What we're mostly interested in this case is how long the training epoch takes compared to our other data loading methods.

## The DALI version
Now try to run the DALI version and compare the training time

In [None]:
!python examples/train_pet_resnet_dali.py

Did you notice any difference in time it took to process the batches (how many iterations per second did the two methods achieve)?

## Pre-augmenting the data
We've looked at how we can offload the augmentation to the GPU using DALI. As we get more powerful GPUs this will probably become more important to gain speedups in utilization.

Another way to speed up dataloading is to perform the augmentation ahead of time. This only makes sense if you have plenty storage and will be using the training dataset to train multiple models, but if you plan to run large amounts of cross validation you will likely see significant speedups.

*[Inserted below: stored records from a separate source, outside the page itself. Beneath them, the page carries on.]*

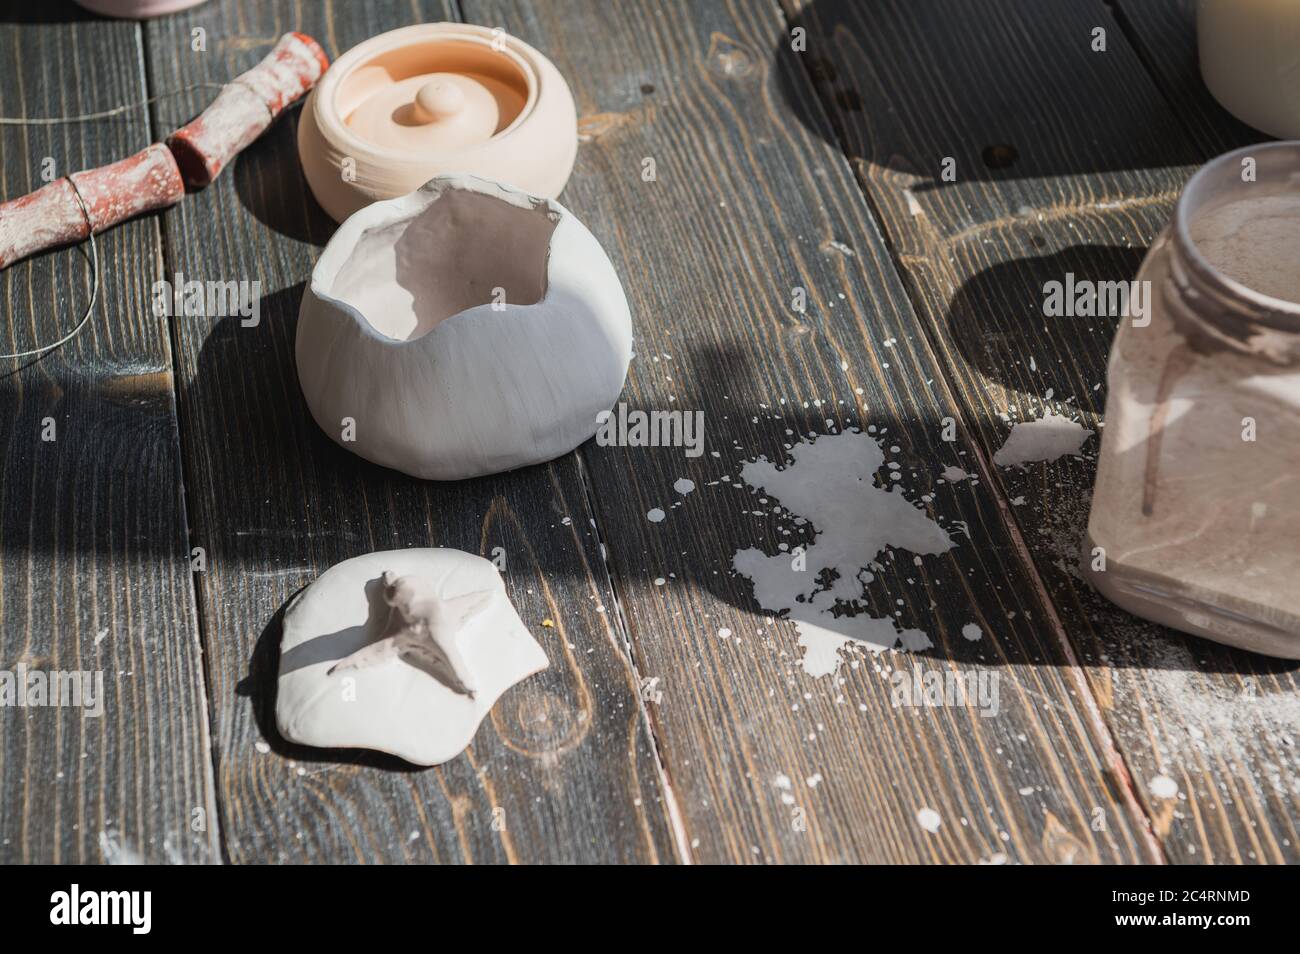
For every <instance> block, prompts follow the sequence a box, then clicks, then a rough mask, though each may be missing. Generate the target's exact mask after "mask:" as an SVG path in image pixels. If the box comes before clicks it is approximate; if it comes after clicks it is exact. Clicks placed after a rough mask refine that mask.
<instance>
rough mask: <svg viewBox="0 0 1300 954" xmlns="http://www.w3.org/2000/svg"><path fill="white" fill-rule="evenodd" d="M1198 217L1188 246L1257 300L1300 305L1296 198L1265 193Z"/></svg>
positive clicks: (1191, 232) (1215, 205) (1238, 200)
mask: <svg viewBox="0 0 1300 954" xmlns="http://www.w3.org/2000/svg"><path fill="white" fill-rule="evenodd" d="M1260 188H1261V194H1260V195H1252V196H1247V198H1235V199H1231V200H1229V201H1223V203H1219V204H1217V205H1212V207H1209V208H1206V209H1203V211H1200V212H1197V213H1196V217H1195V218H1192V221H1191V225H1190V227H1188V229H1190V231H1191V235H1192V242H1193V243H1195V244H1196V248H1197V250H1199V251H1200V253H1201V255H1203V256H1205V259H1206V260H1208V261H1209V263H1210V264H1212V265H1214V268H1217V269H1218V270H1219V272H1222V273H1223V274H1226V276H1227V277H1229V278H1232V279H1234V281H1236V282H1239V283H1242V285H1244V286H1245V287H1248V289H1251V290H1252V291H1256V292H1258V294H1261V295H1269V296H1270V298H1279V299H1282V300H1284V302H1295V303H1300V195H1297V194H1296V192H1295V190H1290V191H1281V190H1269V191H1264V190H1265V187H1264V186H1260Z"/></svg>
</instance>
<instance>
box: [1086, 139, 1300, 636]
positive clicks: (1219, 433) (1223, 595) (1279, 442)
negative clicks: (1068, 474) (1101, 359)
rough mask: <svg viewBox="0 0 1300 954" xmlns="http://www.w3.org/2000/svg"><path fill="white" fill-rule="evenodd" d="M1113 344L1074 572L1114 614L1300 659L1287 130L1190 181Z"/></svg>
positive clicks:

One downside to this method is that we need to generate different augmentations for each epoch (the core idea of data augmentations is that the exact same image should never occur multiple times in the training data). This means that storage requierments will increase with the planned number of epochs.

In [None]:
!python examples/train_pet_resnet_preaugmented.py

In [None]:
! du -sh data

# Hands-on

As a hands-on session, we will try to adapt an existing pytorch script to using DALI. Here you can chose to work on an experiment of your own, or try the 3D unet supplied in the examples (see below)

## 3D Unet
In this repository, there is a script called `examples/unet_training_array.py` which is taken from the monai examples. Here the challange is to take the existing training data augmentation pipeline and try to convert it to a DALI pipeline. While the resnet training example should serve as a rough sketch, the challange here will be in defining data augmentation steps which match those used by the original script.

In [None]:
# First we create a synthetic segmentation dataset
!python examples/unet_create_dataset.py


In [None]:
# Now we can run the training script
!python examples/unet_training_array.py

## Adapting to the DALI pipeline

Now try changing this pipeline to use NVIDIA dali for the training data loader. You will need to wrap the ImageDataset used in the script.